A comprehensive guide to El Salvador’s anti-corruption commission

A look at the current status of the International Commission Against Impunity in El Salvador and what it has achieved in the country.

Najib Bukele presenting his government plan in front of a backdrop of Salvadoran flags Najib Bukele presenting his government plan. (By Idea SV - Own work, CC BY-SA 4.0, Wikimedia Commons)

El Salvador’s nascent anti-corruption commission, the International Commission Against Impunity in El Salvador (CICIES), is still far from completion unlike those in Honduras and Guatemala.

Its creation was a key promise in the newly-elected Nayib Bukele’s presidential campaign, and those who watched him take office shouted “Down with the corrupt!” and “We want the CICIES!”

On June 7, Vice President Félix Ulloa confirmed that the government was in “advanced conversations” with the OAS and the UN about the CICIES, but no formal plans have been released.
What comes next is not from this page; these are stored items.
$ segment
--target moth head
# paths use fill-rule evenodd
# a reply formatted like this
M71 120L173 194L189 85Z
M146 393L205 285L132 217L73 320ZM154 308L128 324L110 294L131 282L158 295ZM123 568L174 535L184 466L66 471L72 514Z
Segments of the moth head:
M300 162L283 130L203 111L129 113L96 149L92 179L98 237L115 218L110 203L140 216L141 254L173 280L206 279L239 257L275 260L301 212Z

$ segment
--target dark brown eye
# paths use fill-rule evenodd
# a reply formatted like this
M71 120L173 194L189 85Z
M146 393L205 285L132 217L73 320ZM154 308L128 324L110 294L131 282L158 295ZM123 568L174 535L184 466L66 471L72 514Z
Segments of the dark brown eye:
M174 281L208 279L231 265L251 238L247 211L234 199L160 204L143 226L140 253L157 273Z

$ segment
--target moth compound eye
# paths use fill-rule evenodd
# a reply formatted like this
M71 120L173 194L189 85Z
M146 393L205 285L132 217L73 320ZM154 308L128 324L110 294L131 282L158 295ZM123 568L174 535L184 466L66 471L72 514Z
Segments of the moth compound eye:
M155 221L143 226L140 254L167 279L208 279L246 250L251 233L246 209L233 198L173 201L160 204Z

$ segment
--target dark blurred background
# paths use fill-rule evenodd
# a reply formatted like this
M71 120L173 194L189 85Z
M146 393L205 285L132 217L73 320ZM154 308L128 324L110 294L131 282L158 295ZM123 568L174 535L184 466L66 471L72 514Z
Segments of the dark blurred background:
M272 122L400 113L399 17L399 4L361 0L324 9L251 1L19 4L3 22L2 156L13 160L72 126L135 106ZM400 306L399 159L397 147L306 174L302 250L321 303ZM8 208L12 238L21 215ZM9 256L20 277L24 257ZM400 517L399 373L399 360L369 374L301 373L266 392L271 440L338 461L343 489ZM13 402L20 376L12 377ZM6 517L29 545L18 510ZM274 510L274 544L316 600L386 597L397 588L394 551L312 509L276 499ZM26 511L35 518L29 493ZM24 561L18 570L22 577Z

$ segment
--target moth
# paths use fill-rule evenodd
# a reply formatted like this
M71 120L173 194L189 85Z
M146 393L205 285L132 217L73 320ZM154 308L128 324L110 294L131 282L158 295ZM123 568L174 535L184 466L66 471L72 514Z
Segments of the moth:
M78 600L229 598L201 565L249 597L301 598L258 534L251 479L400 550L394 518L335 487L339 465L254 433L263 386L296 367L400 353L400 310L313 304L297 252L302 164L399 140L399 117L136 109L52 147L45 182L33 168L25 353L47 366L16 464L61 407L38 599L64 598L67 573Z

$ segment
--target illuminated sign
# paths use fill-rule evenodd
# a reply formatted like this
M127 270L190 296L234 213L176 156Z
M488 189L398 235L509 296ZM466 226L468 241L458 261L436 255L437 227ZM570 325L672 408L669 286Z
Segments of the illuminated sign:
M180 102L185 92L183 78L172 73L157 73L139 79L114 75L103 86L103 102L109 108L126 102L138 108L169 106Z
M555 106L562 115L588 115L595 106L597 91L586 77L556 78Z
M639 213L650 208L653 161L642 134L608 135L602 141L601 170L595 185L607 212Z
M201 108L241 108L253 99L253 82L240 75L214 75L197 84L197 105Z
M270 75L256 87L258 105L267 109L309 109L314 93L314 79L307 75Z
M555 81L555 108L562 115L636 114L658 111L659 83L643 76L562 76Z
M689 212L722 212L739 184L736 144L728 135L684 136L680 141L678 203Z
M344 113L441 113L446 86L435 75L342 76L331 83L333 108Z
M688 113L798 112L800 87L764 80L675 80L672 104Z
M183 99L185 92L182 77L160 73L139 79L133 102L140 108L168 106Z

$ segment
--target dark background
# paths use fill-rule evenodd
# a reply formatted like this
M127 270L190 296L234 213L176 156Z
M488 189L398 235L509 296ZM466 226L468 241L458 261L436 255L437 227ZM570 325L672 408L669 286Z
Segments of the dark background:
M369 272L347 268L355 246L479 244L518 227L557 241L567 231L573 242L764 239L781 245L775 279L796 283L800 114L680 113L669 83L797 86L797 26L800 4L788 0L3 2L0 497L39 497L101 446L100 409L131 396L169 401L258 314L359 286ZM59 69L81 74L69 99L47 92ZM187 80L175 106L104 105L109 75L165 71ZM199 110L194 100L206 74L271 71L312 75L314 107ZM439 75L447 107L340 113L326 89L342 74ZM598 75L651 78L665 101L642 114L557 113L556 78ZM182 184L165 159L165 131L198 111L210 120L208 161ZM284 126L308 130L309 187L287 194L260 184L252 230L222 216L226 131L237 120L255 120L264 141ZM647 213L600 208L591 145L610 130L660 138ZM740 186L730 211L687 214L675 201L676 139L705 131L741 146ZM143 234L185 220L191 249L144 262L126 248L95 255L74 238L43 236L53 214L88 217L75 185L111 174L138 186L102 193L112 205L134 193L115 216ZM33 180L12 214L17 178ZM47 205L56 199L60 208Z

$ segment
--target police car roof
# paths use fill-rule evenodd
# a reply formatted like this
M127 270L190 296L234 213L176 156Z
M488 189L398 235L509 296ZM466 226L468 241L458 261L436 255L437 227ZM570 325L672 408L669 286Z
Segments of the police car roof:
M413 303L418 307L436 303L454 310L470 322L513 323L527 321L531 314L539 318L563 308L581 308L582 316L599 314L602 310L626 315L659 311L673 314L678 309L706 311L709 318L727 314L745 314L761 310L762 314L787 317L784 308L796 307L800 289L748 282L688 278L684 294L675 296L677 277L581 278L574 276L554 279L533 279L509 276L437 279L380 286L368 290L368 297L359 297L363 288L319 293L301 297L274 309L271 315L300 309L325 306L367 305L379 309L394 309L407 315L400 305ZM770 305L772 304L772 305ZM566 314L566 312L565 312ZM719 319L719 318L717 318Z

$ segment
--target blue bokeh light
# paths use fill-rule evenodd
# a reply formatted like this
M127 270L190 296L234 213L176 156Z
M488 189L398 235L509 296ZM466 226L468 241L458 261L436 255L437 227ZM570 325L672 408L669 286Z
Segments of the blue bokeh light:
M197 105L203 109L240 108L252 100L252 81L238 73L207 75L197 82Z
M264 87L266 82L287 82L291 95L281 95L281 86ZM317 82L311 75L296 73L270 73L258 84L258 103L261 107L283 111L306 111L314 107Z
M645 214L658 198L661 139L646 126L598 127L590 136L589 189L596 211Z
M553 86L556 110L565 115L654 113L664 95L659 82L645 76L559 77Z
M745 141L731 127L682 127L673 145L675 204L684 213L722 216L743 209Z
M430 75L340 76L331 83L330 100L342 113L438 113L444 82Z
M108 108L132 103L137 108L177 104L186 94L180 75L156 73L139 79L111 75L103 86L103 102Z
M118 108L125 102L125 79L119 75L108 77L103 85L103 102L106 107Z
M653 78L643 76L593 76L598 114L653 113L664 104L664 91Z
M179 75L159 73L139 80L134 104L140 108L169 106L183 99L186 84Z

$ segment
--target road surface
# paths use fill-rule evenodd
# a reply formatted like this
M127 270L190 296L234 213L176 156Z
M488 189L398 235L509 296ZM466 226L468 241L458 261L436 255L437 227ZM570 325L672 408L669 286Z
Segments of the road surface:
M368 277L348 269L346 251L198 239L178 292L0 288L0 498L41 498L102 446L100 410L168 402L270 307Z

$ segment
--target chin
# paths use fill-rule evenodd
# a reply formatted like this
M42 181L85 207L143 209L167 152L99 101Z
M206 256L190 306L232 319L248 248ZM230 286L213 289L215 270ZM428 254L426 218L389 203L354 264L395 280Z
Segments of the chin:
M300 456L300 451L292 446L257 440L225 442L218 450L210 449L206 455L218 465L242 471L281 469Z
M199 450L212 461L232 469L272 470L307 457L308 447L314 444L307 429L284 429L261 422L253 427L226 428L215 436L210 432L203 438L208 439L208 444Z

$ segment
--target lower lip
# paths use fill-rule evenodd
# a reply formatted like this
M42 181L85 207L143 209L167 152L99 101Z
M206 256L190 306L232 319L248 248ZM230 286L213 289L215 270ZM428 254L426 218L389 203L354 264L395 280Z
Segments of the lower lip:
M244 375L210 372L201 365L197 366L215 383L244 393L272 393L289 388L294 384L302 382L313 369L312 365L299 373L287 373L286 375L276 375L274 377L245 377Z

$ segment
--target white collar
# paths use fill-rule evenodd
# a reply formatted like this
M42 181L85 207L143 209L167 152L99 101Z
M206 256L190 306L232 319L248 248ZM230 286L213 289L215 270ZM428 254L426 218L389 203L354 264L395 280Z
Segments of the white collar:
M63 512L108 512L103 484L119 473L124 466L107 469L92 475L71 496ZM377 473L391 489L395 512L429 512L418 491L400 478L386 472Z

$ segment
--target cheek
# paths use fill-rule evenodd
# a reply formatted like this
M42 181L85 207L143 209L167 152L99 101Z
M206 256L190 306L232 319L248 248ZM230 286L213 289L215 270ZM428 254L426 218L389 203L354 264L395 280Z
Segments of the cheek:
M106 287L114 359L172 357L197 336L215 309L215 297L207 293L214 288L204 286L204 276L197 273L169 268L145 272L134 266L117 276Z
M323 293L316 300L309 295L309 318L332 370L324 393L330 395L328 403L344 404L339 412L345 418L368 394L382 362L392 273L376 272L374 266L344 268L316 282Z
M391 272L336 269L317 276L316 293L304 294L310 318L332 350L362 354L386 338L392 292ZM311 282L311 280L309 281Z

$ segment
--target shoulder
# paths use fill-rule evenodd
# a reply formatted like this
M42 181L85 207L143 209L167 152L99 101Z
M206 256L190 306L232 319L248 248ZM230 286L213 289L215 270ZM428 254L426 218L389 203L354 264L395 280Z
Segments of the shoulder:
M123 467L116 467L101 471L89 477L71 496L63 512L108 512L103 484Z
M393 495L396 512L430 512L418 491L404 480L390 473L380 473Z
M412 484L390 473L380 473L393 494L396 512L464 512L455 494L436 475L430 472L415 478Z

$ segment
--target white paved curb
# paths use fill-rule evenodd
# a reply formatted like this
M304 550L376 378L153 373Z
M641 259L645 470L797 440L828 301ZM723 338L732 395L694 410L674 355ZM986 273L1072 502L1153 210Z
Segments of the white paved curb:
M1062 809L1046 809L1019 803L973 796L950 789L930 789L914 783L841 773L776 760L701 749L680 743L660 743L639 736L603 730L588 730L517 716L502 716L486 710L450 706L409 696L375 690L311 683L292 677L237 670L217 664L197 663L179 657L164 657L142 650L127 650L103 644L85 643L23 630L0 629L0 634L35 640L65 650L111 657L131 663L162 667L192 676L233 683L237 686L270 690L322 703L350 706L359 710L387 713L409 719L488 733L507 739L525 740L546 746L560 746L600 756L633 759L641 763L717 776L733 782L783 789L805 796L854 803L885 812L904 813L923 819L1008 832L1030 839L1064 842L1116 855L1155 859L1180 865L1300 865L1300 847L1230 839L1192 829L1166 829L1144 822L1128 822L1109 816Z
Leonor Arteaga, program director at the Due Process of Law Foundation (DPLF) highlighted that it is paramount the government release a concrete proposal giving detailed information about what the CICIES will entail. 

“We need to know how real it is, how genuine the president’s intention to fight corruption is,” she told Latin America Reports in a phone interview. “Right now, the CICIES is still just a campaign promise – we need to know what it is exactly. If not, there is the risk that Nayib Bukele and his government could use the CICIES as a way to purge his political enemies.”

For the CICIES to have the same power as the Guatemala’s CICIG — that is, the capacity to investigate and accuse independently – Bukele will have to get a Constitutional Reform approved by the legislative assembly. Many MPs in the El Salvadorian assembly are involved in corruption scandals themselves — in May, the Prosecutor’s office opened an investigation into an alleged “corruption network” in the assembly. If the assembly votes against such a reform, then it is likely to be a weaker commission, similar to the MACCIH in Honduras.

Read more: Protests in Honduras continue amid calls for president’s resignation

In El Salvador, which has one of the highest homicide rates in the world, violence, not corruption is the main concern. If Bukele creates the CICIES based upon the image of the CICIG, however, then it will have the potential to fight this issue. According to the International Crisis Group (ICG), the CICIG contributed to an annual five percent decrease in homicides over its mandate in Guatemala, whereas homicide rates in surrounding countries either showed no change, or increased. 

“There is the perception that violence occurs one thing at a time, but really what is behind this systematic violence is a network,” explained Arteaga. “It’s a framework of corruption, and someone is promoting this violence.” These networks definitely go high up into politics in El Salvador, but people don’t know about them, they’re not public. The CICIES will have the challenge not only to investigate isolated cases but also to go after this tangle of complicity and corruption that is behind violence in El Salvador.”

Unlike with the CICIG and the MACCIH, momentum behind the CICIES is being led more by the Salvadoran government than by citizen demand. While political support behind the commission could give it the integrity it needs to make a difference, Bukele still has the challenge of getting the commission approved through Congress.